Four years ago, my brother introduced me to the world of “Fox Spirit Matchmaker,” a Chinese anime about star-crossed immortal and mortal companions, reincarnation and a young fox spirit and human Taoist tasked with helping lovers reconnect and remember each other in a next life.
With a very limited knowledge of Chinese language and literature and without new English subtitled episodes to binge, our haphazard quest to find another book or anime that resembles the magic of that show has often been unsuccessful.
But Janie Chang’s newest xuanhuan novel “The Library of Legends” fulfills that niche we’ve been privately seeking as Chinese Americans.
Chang’s “The Library of Legends” is like if Neil Gaiman’s “Stardust” and “American Gods” were steeped in Chinese mythology and folklore, rather than Western or Norse ones, and then mixed with a bit of largely forgotten Chinese wartime history.
In Chang’s richly immersive book, China’s spirits, gods and guardians quietly coincide with humans on earth, answering people’s prayers. Their brilliant, hopeful and sometimes tragic stories were inscribed and collected as part of the Jingtai Encyclopedia in 147 volumes known as the “Library of Legends.” (I’d like to think the love stories of “Fox Spirit Matchmaker” were documented in this fictional “Library of Legends.”)
A group of 123 nomadic university students, professors and staff, including literature students Hu Lian and Liu Shaoming (the family surname comes first in Chinese), are tasked with studying, protecting, transporting and preserving these tomes of ancient Chinese history as they flee Japanese invasion, airstrikes and bombs in 1937, Nanking, to continue their studies in the much less coastal city of Chengtu.
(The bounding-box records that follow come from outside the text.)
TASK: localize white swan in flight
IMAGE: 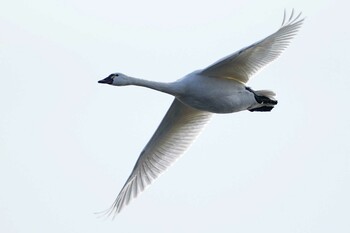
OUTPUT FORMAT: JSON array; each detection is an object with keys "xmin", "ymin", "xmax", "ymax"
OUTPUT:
[{"xmin": 98, "ymin": 11, "xmax": 304, "ymax": 215}]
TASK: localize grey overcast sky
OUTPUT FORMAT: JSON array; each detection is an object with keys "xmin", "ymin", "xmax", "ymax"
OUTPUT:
[{"xmin": 0, "ymin": 0, "xmax": 350, "ymax": 233}]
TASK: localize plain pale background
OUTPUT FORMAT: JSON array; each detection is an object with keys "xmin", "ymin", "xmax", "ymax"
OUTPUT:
[{"xmin": 0, "ymin": 0, "xmax": 350, "ymax": 233}]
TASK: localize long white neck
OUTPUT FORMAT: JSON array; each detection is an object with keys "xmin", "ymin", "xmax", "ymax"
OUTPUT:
[{"xmin": 127, "ymin": 77, "xmax": 182, "ymax": 96}]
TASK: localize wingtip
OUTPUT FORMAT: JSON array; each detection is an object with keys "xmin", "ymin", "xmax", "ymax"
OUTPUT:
[{"xmin": 281, "ymin": 8, "xmax": 305, "ymax": 27}]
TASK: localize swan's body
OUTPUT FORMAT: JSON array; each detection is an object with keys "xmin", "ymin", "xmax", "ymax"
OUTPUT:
[{"xmin": 99, "ymin": 12, "xmax": 303, "ymax": 216}]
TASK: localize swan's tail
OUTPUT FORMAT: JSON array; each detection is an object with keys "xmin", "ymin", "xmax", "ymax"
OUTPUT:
[{"xmin": 248, "ymin": 89, "xmax": 278, "ymax": 112}]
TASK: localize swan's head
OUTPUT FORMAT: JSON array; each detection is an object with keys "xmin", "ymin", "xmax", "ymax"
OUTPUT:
[{"xmin": 98, "ymin": 73, "xmax": 130, "ymax": 86}]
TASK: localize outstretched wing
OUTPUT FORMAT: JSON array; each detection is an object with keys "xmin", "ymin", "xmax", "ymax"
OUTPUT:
[
  {"xmin": 201, "ymin": 10, "xmax": 304, "ymax": 83},
  {"xmin": 106, "ymin": 98, "xmax": 212, "ymax": 215}
]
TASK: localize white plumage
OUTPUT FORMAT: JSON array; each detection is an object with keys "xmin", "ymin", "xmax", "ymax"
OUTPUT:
[{"xmin": 99, "ymin": 11, "xmax": 303, "ymax": 217}]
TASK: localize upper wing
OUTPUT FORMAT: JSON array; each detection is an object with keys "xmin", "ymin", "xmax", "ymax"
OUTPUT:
[
  {"xmin": 201, "ymin": 10, "xmax": 304, "ymax": 83},
  {"xmin": 106, "ymin": 99, "xmax": 212, "ymax": 215}
]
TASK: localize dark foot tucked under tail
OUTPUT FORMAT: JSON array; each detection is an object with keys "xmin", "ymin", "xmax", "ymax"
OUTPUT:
[
  {"xmin": 248, "ymin": 106, "xmax": 274, "ymax": 112},
  {"xmin": 246, "ymin": 87, "xmax": 278, "ymax": 112}
]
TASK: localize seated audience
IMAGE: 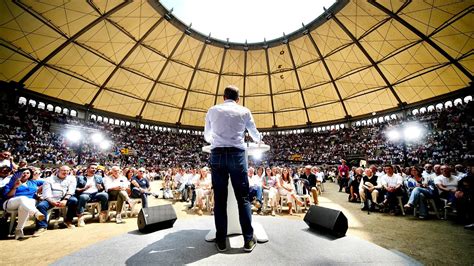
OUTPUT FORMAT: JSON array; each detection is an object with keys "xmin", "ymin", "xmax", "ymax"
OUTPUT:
[
  {"xmin": 70, "ymin": 164, "xmax": 109, "ymax": 227},
  {"xmin": 435, "ymin": 164, "xmax": 458, "ymax": 207},
  {"xmin": 33, "ymin": 165, "xmax": 77, "ymax": 233},
  {"xmin": 3, "ymin": 169, "xmax": 46, "ymax": 240},
  {"xmin": 130, "ymin": 167, "xmax": 150, "ymax": 208},
  {"xmin": 104, "ymin": 166, "xmax": 135, "ymax": 224},
  {"xmin": 278, "ymin": 167, "xmax": 303, "ymax": 215},
  {"xmin": 381, "ymin": 164, "xmax": 403, "ymax": 214},
  {"xmin": 194, "ymin": 167, "xmax": 212, "ymax": 215}
]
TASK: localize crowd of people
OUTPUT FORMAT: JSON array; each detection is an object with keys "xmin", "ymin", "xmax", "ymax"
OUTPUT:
[
  {"xmin": 0, "ymin": 97, "xmax": 474, "ymax": 239},
  {"xmin": 0, "ymin": 98, "xmax": 474, "ymax": 170}
]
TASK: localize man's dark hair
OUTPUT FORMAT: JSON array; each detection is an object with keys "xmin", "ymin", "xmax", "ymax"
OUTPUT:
[{"xmin": 224, "ymin": 85, "xmax": 239, "ymax": 101}]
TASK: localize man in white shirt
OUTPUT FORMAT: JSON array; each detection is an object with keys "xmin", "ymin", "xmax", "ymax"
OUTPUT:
[
  {"xmin": 204, "ymin": 86, "xmax": 261, "ymax": 252},
  {"xmin": 33, "ymin": 165, "xmax": 77, "ymax": 236},
  {"xmin": 104, "ymin": 166, "xmax": 135, "ymax": 224},
  {"xmin": 421, "ymin": 163, "xmax": 436, "ymax": 180},
  {"xmin": 380, "ymin": 164, "xmax": 403, "ymax": 214},
  {"xmin": 435, "ymin": 165, "xmax": 458, "ymax": 206}
]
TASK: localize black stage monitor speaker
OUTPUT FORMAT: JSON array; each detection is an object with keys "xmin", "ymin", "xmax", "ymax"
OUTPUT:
[
  {"xmin": 137, "ymin": 204, "xmax": 177, "ymax": 233},
  {"xmin": 304, "ymin": 205, "xmax": 347, "ymax": 237}
]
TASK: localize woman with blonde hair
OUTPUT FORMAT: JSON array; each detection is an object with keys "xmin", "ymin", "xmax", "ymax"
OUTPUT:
[
  {"xmin": 194, "ymin": 167, "xmax": 212, "ymax": 215},
  {"xmin": 278, "ymin": 167, "xmax": 303, "ymax": 215},
  {"xmin": 262, "ymin": 167, "xmax": 278, "ymax": 216}
]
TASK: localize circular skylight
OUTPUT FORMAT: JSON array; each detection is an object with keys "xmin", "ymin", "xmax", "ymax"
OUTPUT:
[{"xmin": 160, "ymin": 0, "xmax": 335, "ymax": 43}]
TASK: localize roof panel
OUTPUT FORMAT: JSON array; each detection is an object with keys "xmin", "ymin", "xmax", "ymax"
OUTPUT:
[
  {"xmin": 107, "ymin": 69, "xmax": 153, "ymax": 100},
  {"xmin": 142, "ymin": 103, "xmax": 180, "ymax": 124},
  {"xmin": 122, "ymin": 45, "xmax": 166, "ymax": 80},
  {"xmin": 185, "ymin": 91, "xmax": 215, "ymax": 113},
  {"xmin": 181, "ymin": 110, "xmax": 206, "ymax": 127},
  {"xmin": 344, "ymin": 89, "xmax": 398, "ymax": 116},
  {"xmin": 173, "ymin": 35, "xmax": 204, "ymax": 67},
  {"xmin": 25, "ymin": 68, "xmax": 99, "ymax": 104},
  {"xmin": 268, "ymin": 45, "xmax": 293, "ymax": 73},
  {"xmin": 77, "ymin": 21, "xmax": 136, "ymax": 63},
  {"xmin": 48, "ymin": 43, "xmax": 115, "ymax": 84},
  {"xmin": 245, "ymin": 96, "xmax": 272, "ymax": 113},
  {"xmin": 297, "ymin": 61, "xmax": 330, "ymax": 88},
  {"xmin": 199, "ymin": 45, "xmax": 224, "ymax": 73},
  {"xmin": 275, "ymin": 110, "xmax": 307, "ymax": 127},
  {"xmin": 143, "ymin": 20, "xmax": 183, "ymax": 57},
  {"xmin": 245, "ymin": 75, "xmax": 270, "ymax": 96},
  {"xmin": 0, "ymin": 1, "xmax": 66, "ymax": 60},
  {"xmin": 273, "ymin": 91, "xmax": 306, "ymax": 111},
  {"xmin": 247, "ymin": 49, "xmax": 268, "ymax": 75},
  {"xmin": 271, "ymin": 70, "xmax": 300, "ymax": 94},
  {"xmin": 394, "ymin": 66, "xmax": 469, "ymax": 103},
  {"xmin": 159, "ymin": 62, "xmax": 193, "ymax": 89},
  {"xmin": 290, "ymin": 34, "xmax": 319, "ymax": 66},
  {"xmin": 308, "ymin": 103, "xmax": 345, "ymax": 123},
  {"xmin": 149, "ymin": 83, "xmax": 186, "ymax": 108},
  {"xmin": 190, "ymin": 71, "xmax": 218, "ymax": 95},
  {"xmin": 303, "ymin": 83, "xmax": 339, "ymax": 108},
  {"xmin": 0, "ymin": 46, "xmax": 36, "ymax": 81},
  {"xmin": 218, "ymin": 75, "xmax": 247, "ymax": 96},
  {"xmin": 310, "ymin": 19, "xmax": 352, "ymax": 56},
  {"xmin": 253, "ymin": 113, "xmax": 273, "ymax": 128},
  {"xmin": 326, "ymin": 44, "xmax": 370, "ymax": 78},
  {"xmin": 22, "ymin": 1, "xmax": 100, "ymax": 36},
  {"xmin": 110, "ymin": 0, "xmax": 157, "ymax": 40}
]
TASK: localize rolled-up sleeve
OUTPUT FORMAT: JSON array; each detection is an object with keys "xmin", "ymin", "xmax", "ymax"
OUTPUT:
[
  {"xmin": 245, "ymin": 111, "xmax": 262, "ymax": 142},
  {"xmin": 204, "ymin": 110, "xmax": 212, "ymax": 143}
]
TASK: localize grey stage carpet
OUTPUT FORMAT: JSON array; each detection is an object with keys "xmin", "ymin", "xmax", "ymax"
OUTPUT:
[{"xmin": 54, "ymin": 216, "xmax": 419, "ymax": 266}]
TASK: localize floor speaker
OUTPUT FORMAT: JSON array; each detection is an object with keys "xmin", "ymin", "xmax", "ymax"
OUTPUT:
[
  {"xmin": 137, "ymin": 204, "xmax": 177, "ymax": 233},
  {"xmin": 304, "ymin": 205, "xmax": 347, "ymax": 237}
]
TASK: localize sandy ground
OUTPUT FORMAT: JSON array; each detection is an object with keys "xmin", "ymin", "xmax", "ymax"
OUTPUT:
[{"xmin": 0, "ymin": 181, "xmax": 474, "ymax": 265}]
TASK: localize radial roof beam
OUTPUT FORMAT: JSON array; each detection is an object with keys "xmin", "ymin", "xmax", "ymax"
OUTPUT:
[
  {"xmin": 307, "ymin": 33, "xmax": 349, "ymax": 117},
  {"xmin": 263, "ymin": 45, "xmax": 277, "ymax": 127},
  {"xmin": 88, "ymin": 16, "xmax": 164, "ymax": 107},
  {"xmin": 285, "ymin": 41, "xmax": 311, "ymax": 125},
  {"xmin": 369, "ymin": 0, "xmax": 473, "ymax": 81},
  {"xmin": 214, "ymin": 48, "xmax": 228, "ymax": 105},
  {"xmin": 176, "ymin": 42, "xmax": 207, "ymax": 125},
  {"xmin": 15, "ymin": 0, "xmax": 132, "ymax": 84},
  {"xmin": 242, "ymin": 47, "xmax": 249, "ymax": 106},
  {"xmin": 327, "ymin": 13, "xmax": 404, "ymax": 107},
  {"xmin": 137, "ymin": 31, "xmax": 186, "ymax": 119}
]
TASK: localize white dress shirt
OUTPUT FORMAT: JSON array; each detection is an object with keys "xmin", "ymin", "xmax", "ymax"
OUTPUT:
[{"xmin": 204, "ymin": 100, "xmax": 262, "ymax": 150}]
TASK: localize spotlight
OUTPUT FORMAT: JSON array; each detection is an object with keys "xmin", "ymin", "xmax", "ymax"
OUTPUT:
[
  {"xmin": 99, "ymin": 140, "xmax": 111, "ymax": 150},
  {"xmin": 252, "ymin": 151, "xmax": 263, "ymax": 160},
  {"xmin": 91, "ymin": 132, "xmax": 104, "ymax": 143},
  {"xmin": 403, "ymin": 125, "xmax": 423, "ymax": 141},
  {"xmin": 66, "ymin": 129, "xmax": 82, "ymax": 142},
  {"xmin": 387, "ymin": 129, "xmax": 400, "ymax": 141}
]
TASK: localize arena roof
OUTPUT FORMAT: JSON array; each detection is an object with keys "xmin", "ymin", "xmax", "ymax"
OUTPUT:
[{"xmin": 0, "ymin": 0, "xmax": 474, "ymax": 128}]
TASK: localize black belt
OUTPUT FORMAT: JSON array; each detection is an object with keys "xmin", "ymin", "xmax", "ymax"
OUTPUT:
[{"xmin": 211, "ymin": 147, "xmax": 245, "ymax": 152}]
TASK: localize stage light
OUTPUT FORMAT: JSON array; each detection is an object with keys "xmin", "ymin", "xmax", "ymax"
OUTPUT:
[
  {"xmin": 91, "ymin": 132, "xmax": 104, "ymax": 143},
  {"xmin": 99, "ymin": 140, "xmax": 112, "ymax": 150},
  {"xmin": 387, "ymin": 129, "xmax": 400, "ymax": 141},
  {"xmin": 403, "ymin": 124, "xmax": 423, "ymax": 141},
  {"xmin": 66, "ymin": 129, "xmax": 82, "ymax": 142}
]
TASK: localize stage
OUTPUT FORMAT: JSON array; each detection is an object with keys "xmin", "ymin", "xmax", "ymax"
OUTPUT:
[{"xmin": 54, "ymin": 216, "xmax": 420, "ymax": 265}]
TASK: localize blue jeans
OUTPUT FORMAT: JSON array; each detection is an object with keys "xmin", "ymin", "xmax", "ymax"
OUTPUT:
[
  {"xmin": 249, "ymin": 186, "xmax": 263, "ymax": 205},
  {"xmin": 75, "ymin": 192, "xmax": 109, "ymax": 215},
  {"xmin": 210, "ymin": 148, "xmax": 253, "ymax": 242},
  {"xmin": 408, "ymin": 187, "xmax": 433, "ymax": 216},
  {"xmin": 36, "ymin": 197, "xmax": 77, "ymax": 228},
  {"xmin": 132, "ymin": 187, "xmax": 148, "ymax": 208}
]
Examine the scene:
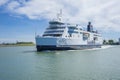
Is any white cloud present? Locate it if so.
[0,0,8,6]
[0,0,120,32]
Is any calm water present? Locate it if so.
[0,46,120,80]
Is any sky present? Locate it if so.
[0,0,120,43]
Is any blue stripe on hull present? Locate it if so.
[36,45,101,51]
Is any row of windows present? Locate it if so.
[47,27,65,29]
[68,31,78,33]
[43,34,62,37]
[45,30,63,33]
[68,27,78,30]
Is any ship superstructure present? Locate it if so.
[35,11,103,51]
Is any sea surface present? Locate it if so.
[0,46,120,80]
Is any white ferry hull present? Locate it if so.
[36,37,101,51]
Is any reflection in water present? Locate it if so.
[0,46,120,80]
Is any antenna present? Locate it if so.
[57,9,62,21]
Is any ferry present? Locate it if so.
[35,12,103,51]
This historical fantasy was partly inspired by Chang’s father and uncle’s own journey across China as “refugees in their own country, walking more than a thousand miles to safety with their university” during the Second Sino-Japanese War.
Chang’s book contains the horrors of war — like infant daughters abandoned by their parents or children who grew up too soon — but it also contains hope and magic, preserved in the stories in “The Library of Legends. ”
Lian’s tasked with studying the “Tales of Celestial Deities,” which contains the legend of Willow Star and the Prince. As the story goes, a star of a maidservant who fell in love with a human prince agrees to a Faustian bargain to reunite with each of the prince’s reincarnations on earth. The only catch: The prince can never remember anything from his past lives and she can never tell him. Still, each lifetime is another chance to defy the impossible odds. If the prince can ever romantically love the star, the two ill-fated lovers will be reunited for eternity in heaven. It hasn’t happened yet. But during her heroic journey to preserve literature, Lian realizes that she’s met the reincarnated prince in her handsome and wealthy classmate Shaoming, and the star in his maidservant Sparrow.
In “The Library of Legends,” Chang deftly weaves hope and horror, magical realism with research, and fiction with politics, creating a fantastical love story set in a backdrop of war.
Disclaimer: I received a free eARC of “The Library of Legends” from NetGalley and William Morrow Paperbacks in exchange for this honest review.